Portugal will have a deaf choir performing at World Youth Day
A choir of deaf people will interpret the liturgical music at the central events of World Youth Day. The “Mãos que Cantam” project has joined the WYD Lisbon 2023 Choir, promoting the integration of both hearing and non-listening people in a choir.
This weekend, 28th and 29th of January, another rehearsal for the WYD choir of Lisbon 2023 took place at the Rectory of the University of Lisbon. The great novelty of this rehearsal was the debut of the choir “Mãos que Cantam”, which will perform with the choir of listeners, interpreting in Portuguese Sign Language (LGP) the liturgical songs that will animate the main ceremonies of WYD.
“Mãos que Cantam” is composed of deaf people, and was born from the challenge of creating a choir with deaf students who could interpret the music not with their voices, but using Portuguese Sign Language. The “Mãos que Cantam” Choir is currently composed of 7 elements, including an interpreter, Sofia Figueiredo, and the conductor, Sérgio Peixoto, but during the week of WYD Lisbon 2023, the choir may grow to 15 elements.
António Cabral, one of the members of the “Mãos que Cantam” choir, feels “great satisfaction” with this challenge of being “in front of so many young people” so that “all the world know and see deaf people” as “models, of equality in communication, through sign languages, through writing, through reading, and we can all be in communion.”
The project originated in 2010, by initiative of some students of the Degree and Master in Portuguese Sign Language of the Institute of Health Sciences of the Catholic University, which began by performing together with the Choir of this University.
For the conductor Sérgio Peixoto, artistic director of the Catholic University Choir, who immediately embraced this idea, this project has shown that “there are no barriers” and they managed to “prove that deaf people can also make music”. Sérgio Peixoto also refers that it is “a new way of communicating” and of “letting the emotions of gesture pass allied to music”.
Questioned about what music means to a deaf person, Débora Carmo, member of the “Mãos que Cantam” Choir, highlights that “music is universal” and that “society needs to remove this label that deaf people cannot be in music.”

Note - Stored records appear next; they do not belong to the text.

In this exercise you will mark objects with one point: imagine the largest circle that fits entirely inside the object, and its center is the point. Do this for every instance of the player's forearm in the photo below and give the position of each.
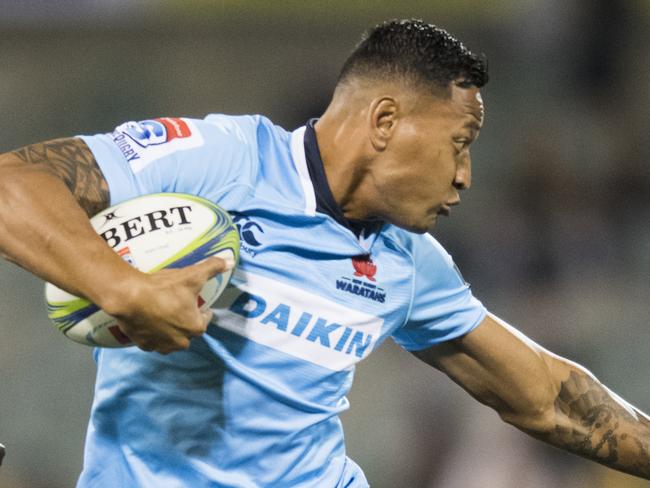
(45, 230)
(593, 422)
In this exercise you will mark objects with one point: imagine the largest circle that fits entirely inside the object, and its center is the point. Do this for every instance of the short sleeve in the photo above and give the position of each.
(212, 157)
(443, 306)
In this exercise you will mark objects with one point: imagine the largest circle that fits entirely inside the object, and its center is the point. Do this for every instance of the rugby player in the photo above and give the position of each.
(335, 259)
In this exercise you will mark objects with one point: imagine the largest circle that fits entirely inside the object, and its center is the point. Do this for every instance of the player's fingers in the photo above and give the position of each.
(211, 267)
(206, 315)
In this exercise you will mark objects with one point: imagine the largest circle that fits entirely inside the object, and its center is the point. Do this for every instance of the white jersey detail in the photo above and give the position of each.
(296, 322)
(299, 159)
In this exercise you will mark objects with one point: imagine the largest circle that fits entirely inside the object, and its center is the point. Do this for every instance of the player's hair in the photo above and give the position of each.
(416, 52)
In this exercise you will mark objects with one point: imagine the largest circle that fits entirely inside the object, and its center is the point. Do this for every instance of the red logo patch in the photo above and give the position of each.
(176, 128)
(364, 266)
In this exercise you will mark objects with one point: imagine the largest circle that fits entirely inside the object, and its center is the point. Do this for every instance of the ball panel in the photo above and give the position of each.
(164, 230)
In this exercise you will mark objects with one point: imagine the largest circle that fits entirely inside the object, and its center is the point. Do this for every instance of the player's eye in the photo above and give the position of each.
(460, 144)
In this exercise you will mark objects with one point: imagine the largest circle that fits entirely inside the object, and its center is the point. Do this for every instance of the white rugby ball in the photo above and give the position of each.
(151, 232)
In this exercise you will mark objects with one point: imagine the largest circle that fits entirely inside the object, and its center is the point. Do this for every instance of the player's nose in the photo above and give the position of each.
(463, 177)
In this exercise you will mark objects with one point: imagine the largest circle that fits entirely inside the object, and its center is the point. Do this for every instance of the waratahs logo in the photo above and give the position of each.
(363, 267)
(250, 234)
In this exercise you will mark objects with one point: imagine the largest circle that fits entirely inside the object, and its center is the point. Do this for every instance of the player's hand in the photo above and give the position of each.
(160, 311)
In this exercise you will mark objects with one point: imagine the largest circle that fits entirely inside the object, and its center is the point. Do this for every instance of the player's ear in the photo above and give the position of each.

Also Cláudia Dias highlights that “having the songs in Portuguese Sign Language is a way for people to realize that, in fact, music, and through music, one can be in interaction and we can be equal to others.”

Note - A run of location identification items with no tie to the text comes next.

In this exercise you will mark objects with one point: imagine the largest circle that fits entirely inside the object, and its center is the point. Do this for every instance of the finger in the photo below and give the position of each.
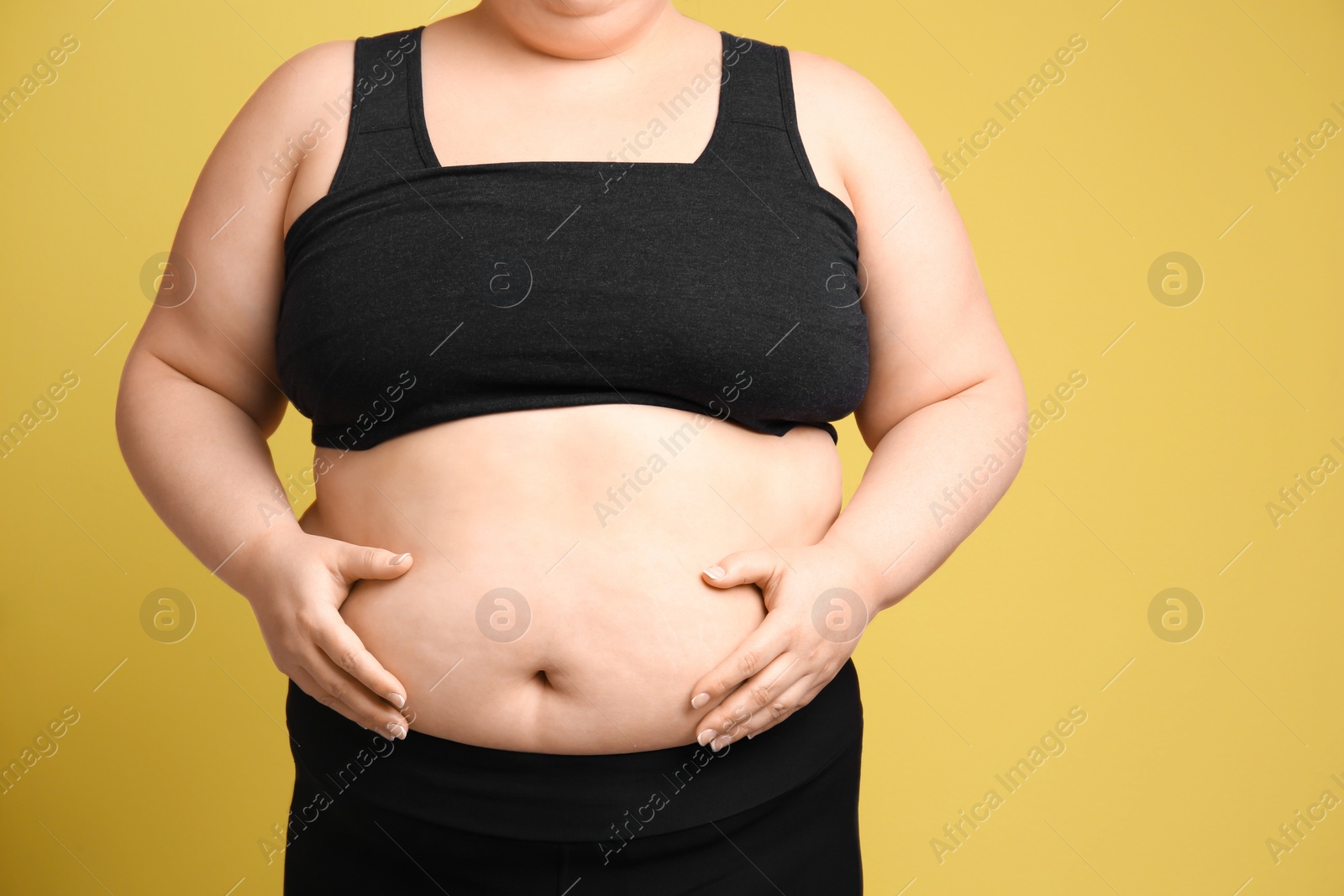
(756, 652)
(743, 567)
(761, 692)
(768, 718)
(343, 688)
(309, 685)
(354, 562)
(344, 649)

In addition to demonstrating that, in the context of social responsibility, deaf people can be part of a choir and even perform in different musical environments, Sign Language, complementary to musical language, enhances the expression of deeper feelings, thus making each performance a unique show.
During the rehearsal of this weekend, the choir of listeners also learned to interpret in LGP, part of the repertoire that will be presented before the Pope. Choralist Patrícia Carmo reveals that the greatest challenge in the preparation of such a vast repertoire in Portuguese Sign Language is the preparation: “normally what we do is prepare in advance [...] we adapt it, making the glosses of Portuguese Sign Language, adapting it to gestures, beautiful gestures, aesthetic gestures that really stand out in the songs.”
Referring to the preparation for WYD Lisbon 2023, Patrícia Carmo highlights that they have “now this task of teaching these young listeners and teaching them well, because it is often not easy to teach hearing people.”
This is an important step towards an increasingly inclusive WYD.